Portfolio Presentation Strategy:
- Live Demos: Prepare live demos of your GCP data services and infrastructure projects, highlighting your problem-solving skills and ability to optimize data processing.
- Case Studies: Develop case studies that showcase your experience with data modeling, ETL/ELT processes, and data analysis. Include data visualizations and data storytelling to illustrate your findings and recommendations.
- Code Explanation: Be prepared to explain your code and architecture decisions, demonstrating your understanding of data engineering principles and GCP best practices.
📝 Enhancement Note: The interview process at Devoteam is designed to assess your technical skills, problem-solving abilities, and cultural fit. Candidates should be prepared to discuss their experience with GCP data services, data engineering principles, and data analysis techniques.
📌 Application Steps
To apply for this data cloud engineer GCP (H/F) position at Devoteam:
- Tailor Your Resume: Highlight your experience with GCP data services, data engineering principles, and data analysis techniques. Include relevant keywords and phrases to optimize your resume for Applicant Tracking Systems (ATS).

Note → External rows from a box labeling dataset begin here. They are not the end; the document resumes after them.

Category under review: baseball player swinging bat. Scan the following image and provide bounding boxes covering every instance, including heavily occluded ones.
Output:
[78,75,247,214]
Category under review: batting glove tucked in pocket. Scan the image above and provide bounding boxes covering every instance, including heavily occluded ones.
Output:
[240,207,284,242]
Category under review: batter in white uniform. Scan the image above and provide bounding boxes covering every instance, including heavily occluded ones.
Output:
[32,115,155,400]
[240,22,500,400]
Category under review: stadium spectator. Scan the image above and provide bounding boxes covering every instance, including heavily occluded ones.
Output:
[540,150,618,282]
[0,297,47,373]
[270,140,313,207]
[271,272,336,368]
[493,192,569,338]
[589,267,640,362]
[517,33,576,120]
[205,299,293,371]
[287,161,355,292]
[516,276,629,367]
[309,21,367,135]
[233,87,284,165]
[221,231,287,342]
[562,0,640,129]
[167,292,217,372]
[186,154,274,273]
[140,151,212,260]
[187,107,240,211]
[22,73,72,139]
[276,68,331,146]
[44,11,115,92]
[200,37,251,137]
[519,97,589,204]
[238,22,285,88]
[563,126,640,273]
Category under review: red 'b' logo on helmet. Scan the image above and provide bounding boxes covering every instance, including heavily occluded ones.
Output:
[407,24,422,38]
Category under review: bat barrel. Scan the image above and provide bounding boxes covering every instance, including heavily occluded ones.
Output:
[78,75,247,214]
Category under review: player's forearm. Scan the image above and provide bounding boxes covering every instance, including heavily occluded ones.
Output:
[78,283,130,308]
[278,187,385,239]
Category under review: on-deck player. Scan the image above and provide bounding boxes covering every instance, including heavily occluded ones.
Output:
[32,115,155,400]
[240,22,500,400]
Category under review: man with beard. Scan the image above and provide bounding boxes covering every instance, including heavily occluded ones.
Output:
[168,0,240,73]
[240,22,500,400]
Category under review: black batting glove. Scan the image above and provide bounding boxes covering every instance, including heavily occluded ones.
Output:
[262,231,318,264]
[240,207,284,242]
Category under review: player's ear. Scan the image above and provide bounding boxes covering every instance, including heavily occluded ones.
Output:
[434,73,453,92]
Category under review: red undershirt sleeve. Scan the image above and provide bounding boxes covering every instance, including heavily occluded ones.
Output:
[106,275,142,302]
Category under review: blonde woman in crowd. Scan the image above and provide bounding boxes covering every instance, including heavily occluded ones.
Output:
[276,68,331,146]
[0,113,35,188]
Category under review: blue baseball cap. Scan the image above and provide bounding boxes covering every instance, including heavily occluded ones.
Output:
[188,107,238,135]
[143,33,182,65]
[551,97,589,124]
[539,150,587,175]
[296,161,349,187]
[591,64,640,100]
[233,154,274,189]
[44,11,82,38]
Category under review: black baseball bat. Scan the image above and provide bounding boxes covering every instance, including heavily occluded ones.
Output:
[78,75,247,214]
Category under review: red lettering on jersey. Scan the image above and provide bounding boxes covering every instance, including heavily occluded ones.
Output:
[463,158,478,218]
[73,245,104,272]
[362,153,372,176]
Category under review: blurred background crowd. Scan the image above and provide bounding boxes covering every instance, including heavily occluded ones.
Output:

- Prepare Your Portfolio: Include live demos and case studies that showcase your problem-solving skills and ability to optimize data processing. Emphasize your experience with data modeling, ETL/ELT processes, and data analysis.
- Practice Coding Challenges: Brush up on your knowledge of GCP data services, data engineering principles, and data analysis techniques. Practice coding challenges and architecture discussions to refine your problem-solving skills and communication abilities.
- Research the Company: Familiarize yourself with Devoteam's company culture, values, and mission. Understand their approach to data-driven decision-making and GCP adoption to ensure a strong cultural fit.
⚠️ Important Notice: This enhanced job description includes AI-generated insights and web technology industry-standard assumptions. All details should be verified directly with the hiring organization before making application decisions.
Application Requirements
Candidates should have experience with GCP technologies and a strong understanding of cloud infrastructure. Proficiency in programming languages such as Python, Scala, or Java, and familiarity with Agile methodologies are also required.